Though some cedar trees may only cause mild adverse effects like an upset stomach, it’s still a good idea to keep your cat away from cedars just to be safe—especially if your cat is in the habit of pulling bark off trees or nibbling on the fruit or needles that fall from them of if you’re not 100% certain the tree in question is of the safe variety.
What About Cedar Essential Oils?
Many cedar essential oils are formulated without phenols and instead contain non-toxic ingredients. These are usually considered to be safe to use around cats. That said, the ASPCA advises that essential oils in 100% concentrated form can be incredibly dangerous to pets. The ASPCA also points out that essential oils come in various concentrations and contain such a wide variety of ingredients that it’s difficult to ascertain the toxicity levels of different essential oils.

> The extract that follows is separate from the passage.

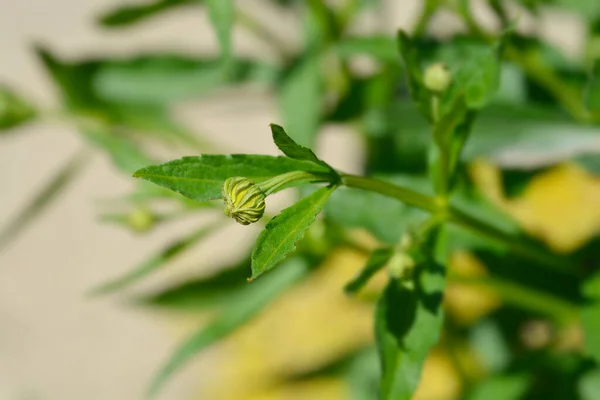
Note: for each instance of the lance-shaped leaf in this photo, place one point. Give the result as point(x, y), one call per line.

My Cat Ate Cedar, What Should I Do?
If you suspect that your cat has ingested cedar of any variety or they’re displaying symptoms of poisoning like vomiting, salivating, diarrhea, and difficulty breathing, please contact your vet or pet poison hotline straight away.
If your cat has vomited and you see a piece of the cedar or toxic plant your cat has consumed, keep it to show your vet. This will help your vet identify the plant or tree and therefore speed up diagnosis and treatment.
Try to stay calm—just because a cat has consumed part of a cedar tree does not guarantee that they will become seriously unwell. However, the quicker you act, the quicker your cat gets treatment if they have eaten something toxic.
To sum up, there are many different kinds of trees with cedar in the name and most are not true cedars from the Cedrus family. Some cedar tree varieties typically cause mild effects if ingested, whereas others—like the white cedar tree and the Eastern red cedar—are more toxic in nature. For this reason, it’s best to exercise caution when it comes to cedar trees just to be on the safe side. If you suspect your cat has consumed part of a cedar tree, please contact your vet or pet poison hotline to find out the next steps.